After Upgrade from 17.5 MR13 to MR14 Sophos VPN CLient fails to connect (urgent)

Hello,

i upgrade my MR13 o MR14 and now the Sophos VPN Client fails to connect.

This worked from MR12 to MR13 and after MR14 it fails.
No login possible.

i download the new Client from userportal after MR14 upgrade, but still no connection available.

Log Viewer is no option, this Log Viewer is only spinning a wheel forever..

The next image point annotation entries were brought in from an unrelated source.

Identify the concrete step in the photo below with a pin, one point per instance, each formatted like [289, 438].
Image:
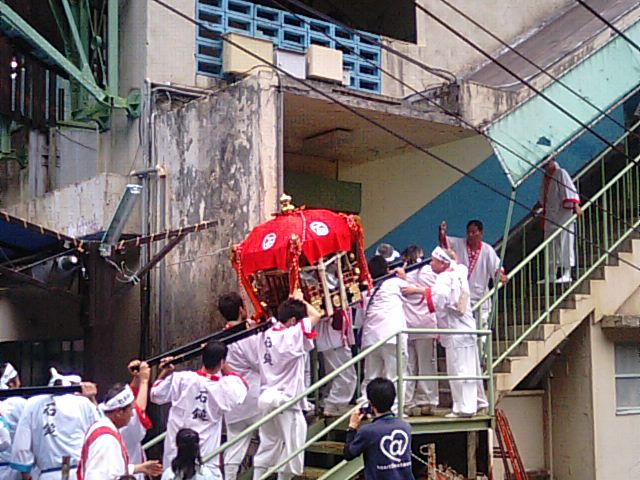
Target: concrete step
[327, 447]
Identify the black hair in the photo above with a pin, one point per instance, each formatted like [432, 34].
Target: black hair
[475, 223]
[381, 393]
[188, 456]
[229, 305]
[213, 353]
[412, 254]
[291, 308]
[378, 266]
[114, 390]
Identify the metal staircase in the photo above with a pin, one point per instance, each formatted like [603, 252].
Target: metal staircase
[533, 313]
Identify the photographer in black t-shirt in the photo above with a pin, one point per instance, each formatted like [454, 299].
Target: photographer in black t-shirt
[385, 443]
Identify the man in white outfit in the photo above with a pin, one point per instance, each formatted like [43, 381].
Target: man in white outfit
[482, 262]
[334, 341]
[243, 359]
[559, 200]
[10, 413]
[104, 455]
[449, 298]
[52, 427]
[383, 315]
[199, 400]
[421, 397]
[282, 351]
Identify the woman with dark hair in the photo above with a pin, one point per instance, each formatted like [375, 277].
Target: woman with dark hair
[187, 464]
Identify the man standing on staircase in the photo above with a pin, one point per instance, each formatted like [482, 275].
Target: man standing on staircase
[449, 299]
[481, 260]
[559, 200]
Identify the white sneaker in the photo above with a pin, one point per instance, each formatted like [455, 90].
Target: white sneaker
[458, 415]
[566, 278]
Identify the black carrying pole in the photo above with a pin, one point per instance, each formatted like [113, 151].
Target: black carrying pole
[415, 266]
[193, 349]
[33, 391]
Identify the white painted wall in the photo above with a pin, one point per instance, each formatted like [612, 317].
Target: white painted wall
[393, 188]
[617, 439]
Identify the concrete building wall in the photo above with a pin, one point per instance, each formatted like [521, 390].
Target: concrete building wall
[80, 209]
[525, 413]
[572, 410]
[506, 19]
[616, 436]
[222, 164]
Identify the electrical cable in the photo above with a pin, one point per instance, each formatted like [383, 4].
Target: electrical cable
[454, 114]
[438, 72]
[536, 90]
[386, 129]
[609, 24]
[535, 65]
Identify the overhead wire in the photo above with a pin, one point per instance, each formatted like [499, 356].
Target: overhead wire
[535, 65]
[386, 129]
[598, 15]
[442, 107]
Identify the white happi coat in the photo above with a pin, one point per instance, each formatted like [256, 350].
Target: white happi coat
[558, 197]
[282, 355]
[134, 433]
[384, 313]
[198, 401]
[104, 455]
[51, 427]
[243, 359]
[484, 269]
[11, 411]
[416, 310]
[453, 310]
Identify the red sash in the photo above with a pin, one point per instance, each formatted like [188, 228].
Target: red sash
[93, 436]
[473, 258]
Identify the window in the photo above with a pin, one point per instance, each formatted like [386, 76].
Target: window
[627, 378]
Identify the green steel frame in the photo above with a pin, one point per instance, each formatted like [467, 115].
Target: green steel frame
[81, 37]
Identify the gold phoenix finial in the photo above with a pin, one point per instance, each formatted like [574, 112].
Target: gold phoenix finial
[285, 204]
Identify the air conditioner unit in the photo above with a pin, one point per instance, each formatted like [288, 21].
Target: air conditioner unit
[237, 61]
[324, 63]
[293, 63]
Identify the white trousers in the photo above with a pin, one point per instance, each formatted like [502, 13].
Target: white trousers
[234, 455]
[7, 473]
[381, 362]
[421, 361]
[343, 386]
[280, 437]
[562, 251]
[467, 395]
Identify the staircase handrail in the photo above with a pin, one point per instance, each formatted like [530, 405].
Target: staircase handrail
[544, 244]
[352, 362]
[583, 171]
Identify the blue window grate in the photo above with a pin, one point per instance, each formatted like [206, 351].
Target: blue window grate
[287, 32]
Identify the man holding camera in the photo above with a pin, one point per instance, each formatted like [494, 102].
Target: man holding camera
[385, 443]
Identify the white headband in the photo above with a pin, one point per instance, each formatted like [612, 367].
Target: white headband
[65, 380]
[123, 399]
[440, 253]
[9, 374]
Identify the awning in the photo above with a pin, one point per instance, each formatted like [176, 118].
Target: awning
[537, 129]
[20, 238]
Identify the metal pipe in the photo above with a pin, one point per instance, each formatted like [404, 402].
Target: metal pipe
[113, 48]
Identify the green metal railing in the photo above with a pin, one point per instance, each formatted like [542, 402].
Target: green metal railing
[400, 379]
[531, 294]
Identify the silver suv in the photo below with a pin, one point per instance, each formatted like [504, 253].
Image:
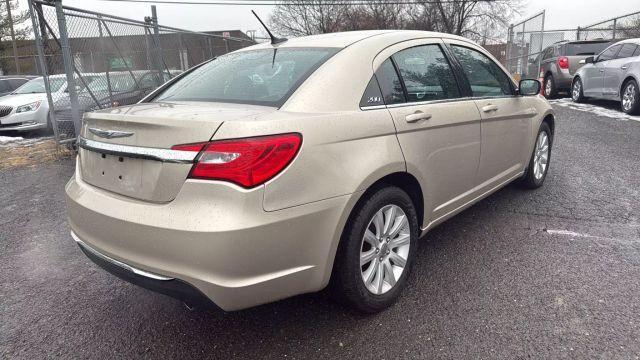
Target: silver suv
[613, 75]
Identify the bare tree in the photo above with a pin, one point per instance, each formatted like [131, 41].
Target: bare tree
[481, 20]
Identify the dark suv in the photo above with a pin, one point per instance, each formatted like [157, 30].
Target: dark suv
[560, 62]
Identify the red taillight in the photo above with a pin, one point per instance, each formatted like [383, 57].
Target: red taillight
[247, 162]
[563, 62]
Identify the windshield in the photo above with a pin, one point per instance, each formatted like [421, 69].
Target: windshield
[119, 83]
[584, 48]
[261, 77]
[36, 86]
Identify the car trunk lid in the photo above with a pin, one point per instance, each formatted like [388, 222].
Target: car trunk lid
[127, 150]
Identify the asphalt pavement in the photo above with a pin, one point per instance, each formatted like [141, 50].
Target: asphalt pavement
[551, 273]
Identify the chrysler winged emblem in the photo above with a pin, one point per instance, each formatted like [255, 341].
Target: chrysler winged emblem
[109, 134]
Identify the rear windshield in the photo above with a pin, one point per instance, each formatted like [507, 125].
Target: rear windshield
[260, 77]
[586, 49]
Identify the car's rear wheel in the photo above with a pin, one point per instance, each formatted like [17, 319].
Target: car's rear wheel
[549, 87]
[376, 251]
[540, 158]
[631, 98]
[577, 91]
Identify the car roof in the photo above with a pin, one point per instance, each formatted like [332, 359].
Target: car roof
[346, 38]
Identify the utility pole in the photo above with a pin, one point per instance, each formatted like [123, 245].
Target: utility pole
[13, 37]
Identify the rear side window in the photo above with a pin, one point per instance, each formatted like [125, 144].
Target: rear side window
[426, 74]
[575, 49]
[4, 86]
[610, 53]
[260, 77]
[390, 83]
[626, 51]
[485, 76]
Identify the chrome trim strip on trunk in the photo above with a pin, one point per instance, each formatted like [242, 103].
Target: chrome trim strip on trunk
[134, 270]
[164, 155]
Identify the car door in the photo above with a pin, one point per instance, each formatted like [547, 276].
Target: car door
[438, 129]
[506, 117]
[616, 70]
[593, 82]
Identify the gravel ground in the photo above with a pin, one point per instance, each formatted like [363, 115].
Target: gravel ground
[552, 273]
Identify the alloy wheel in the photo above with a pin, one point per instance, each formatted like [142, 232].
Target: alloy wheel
[541, 156]
[629, 97]
[385, 249]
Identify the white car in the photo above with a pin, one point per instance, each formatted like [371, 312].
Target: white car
[27, 108]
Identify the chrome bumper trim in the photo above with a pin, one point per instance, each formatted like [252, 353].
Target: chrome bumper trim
[163, 155]
[118, 263]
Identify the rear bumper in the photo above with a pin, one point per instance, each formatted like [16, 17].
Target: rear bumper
[175, 288]
[213, 237]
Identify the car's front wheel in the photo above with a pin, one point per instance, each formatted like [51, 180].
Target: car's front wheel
[577, 91]
[631, 98]
[540, 158]
[376, 251]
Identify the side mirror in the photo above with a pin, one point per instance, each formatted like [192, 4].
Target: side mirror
[529, 87]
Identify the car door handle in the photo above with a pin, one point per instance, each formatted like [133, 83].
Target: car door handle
[490, 108]
[417, 116]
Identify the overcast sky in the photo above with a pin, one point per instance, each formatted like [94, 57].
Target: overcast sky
[560, 14]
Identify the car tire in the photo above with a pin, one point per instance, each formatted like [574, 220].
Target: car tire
[536, 172]
[577, 91]
[349, 272]
[631, 98]
[550, 91]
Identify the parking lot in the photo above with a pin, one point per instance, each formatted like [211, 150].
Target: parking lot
[550, 273]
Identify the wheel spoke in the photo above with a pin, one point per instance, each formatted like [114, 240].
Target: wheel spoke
[371, 271]
[367, 256]
[397, 259]
[379, 280]
[389, 219]
[370, 238]
[388, 272]
[378, 222]
[398, 225]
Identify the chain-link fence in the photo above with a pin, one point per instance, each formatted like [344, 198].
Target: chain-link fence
[92, 61]
[527, 39]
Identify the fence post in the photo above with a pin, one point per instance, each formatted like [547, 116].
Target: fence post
[68, 68]
[541, 44]
[159, 53]
[42, 65]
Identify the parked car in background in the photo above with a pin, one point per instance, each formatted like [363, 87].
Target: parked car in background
[560, 62]
[27, 107]
[114, 89]
[277, 170]
[9, 83]
[612, 75]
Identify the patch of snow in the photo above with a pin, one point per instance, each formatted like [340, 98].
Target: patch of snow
[9, 139]
[18, 141]
[595, 109]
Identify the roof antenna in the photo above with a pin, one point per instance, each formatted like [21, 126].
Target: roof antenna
[274, 40]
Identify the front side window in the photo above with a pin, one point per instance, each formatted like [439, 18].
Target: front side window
[609, 53]
[485, 76]
[426, 73]
[626, 51]
[36, 86]
[260, 77]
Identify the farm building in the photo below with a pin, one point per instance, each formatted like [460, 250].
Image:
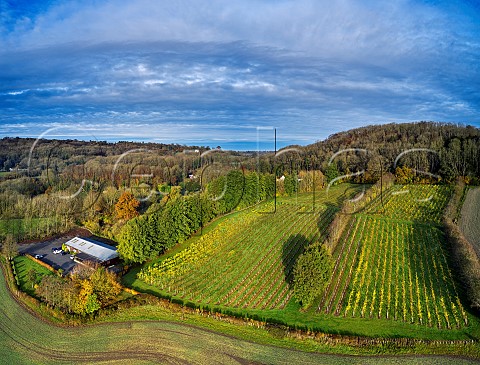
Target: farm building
[87, 249]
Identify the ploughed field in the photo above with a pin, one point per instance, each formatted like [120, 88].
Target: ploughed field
[25, 339]
[470, 218]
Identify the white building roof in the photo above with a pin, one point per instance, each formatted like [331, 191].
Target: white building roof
[100, 251]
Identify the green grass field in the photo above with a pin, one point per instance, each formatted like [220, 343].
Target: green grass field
[247, 260]
[23, 265]
[23, 229]
[392, 278]
[152, 334]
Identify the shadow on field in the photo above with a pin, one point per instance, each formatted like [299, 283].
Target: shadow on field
[292, 248]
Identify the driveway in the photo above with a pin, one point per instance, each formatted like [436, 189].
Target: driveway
[45, 248]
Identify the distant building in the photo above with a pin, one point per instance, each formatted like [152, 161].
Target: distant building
[91, 250]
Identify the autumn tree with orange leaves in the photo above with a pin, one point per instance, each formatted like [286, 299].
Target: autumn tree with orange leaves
[126, 207]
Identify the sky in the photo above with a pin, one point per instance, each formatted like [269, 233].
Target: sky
[227, 73]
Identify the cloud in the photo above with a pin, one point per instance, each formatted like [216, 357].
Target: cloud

Thu Aug 13 20:36:22 2020 OpenVPN 2.3.8 i686-w64-mingw32 [SSL (OpenSSL)] [LZO] [IPv6] built on Jul 3 2017
Thu Aug 13 20:36:22 2020 library versions: OpenSSL 1.0.2l 25 May 2017, LZO 2.09
Thu Aug 13 20:36:22 2020 MANAGEMENT: TCP Socket listening on [AF_INET]127.0.0.1:25340
Thu Aug 13 20:36:22 2020 Need hold release from management interface, waiting...
Thu Aug 13 20:36:22 2020 MANAGEMENT: Client connected from [AF_INET]127.0.0.1:25340
Thu Aug 13 20:36:22 2020 MANAGEMENT: CMD 'state on'
Thu Aug 13 20:36:22 2020 MANAGEMENT: CMD 'log all on'
Thu Aug 13 20:36:22 2020 MANAGEMENT: CMD 'hold off'
Thu Aug 13 20:36:22 2020 MANAGEMENT: CMD 'hold release'
Thu Aug 13 20:36:28 2020 MANAGEMENT: CMD 'username "Auth" "juergen"'
Thu Aug 13 20:36:28 2020 MANAGEMENT: CMD 'password [...]'
Thu Aug 13 20:36:28 2020 Socket Buffers: R=[65536->65536] S=[65536->65536]
Thu Aug 13 20:36:28 2020 MANAGEMENT: >STATE:1597343788,RESOLVE,,,,,,
Thu Aug 13 20:36:28 2020 Attempting to establish TCP connection with [AF_INET]93.241.42.218:8443 [nonblock]
Thu Aug 13 20:36:28 2020 MANAGEMENT: >STATE:1597343788,TCP_CONNECT,,,,,,
Thu Aug 13 20:36:38 2020 TCP: connect to [AF_INET]a.b.c.d:8443 failed, will try again in 5 seconds: Das System hat versucht, einem Verzeichnis, das sich auf einem mit JOIN zugeordneten Laufwerk befindet, ein Laufwerk mit SUBST zuzuordnen.
Thu Aug 13 20:36:43 2020 MANAGEMENT: >STATE:1597343803,RESOLVE,,,,,,
Thu Aug 13 20:36:43 2020 MANAGEMENT: >STATE:1597343803,TCP_CONNECT,,,,,,
Thu Aug 13 20:36:53 2020 TCP: connect to [AF_INET]a.b.c.d:8443 failed, will try again in 5 seconds: Das System hat versucht, einem Verzeichnis, das sich auf einem mit JOIN zugeordneten Laufwerk befindet, ein Laufwerk mit SUBST zuzuordnen.

Parents Reply Children
  • Thanks Patel,

    i had my Home Office VPN Client connected to the XG 17.5 MR12 and was connected to my office desktop.
    From Office Desktop i upgraded to MR13, it took some time until the upgrade was done and the VPN Client connected againg to MR13.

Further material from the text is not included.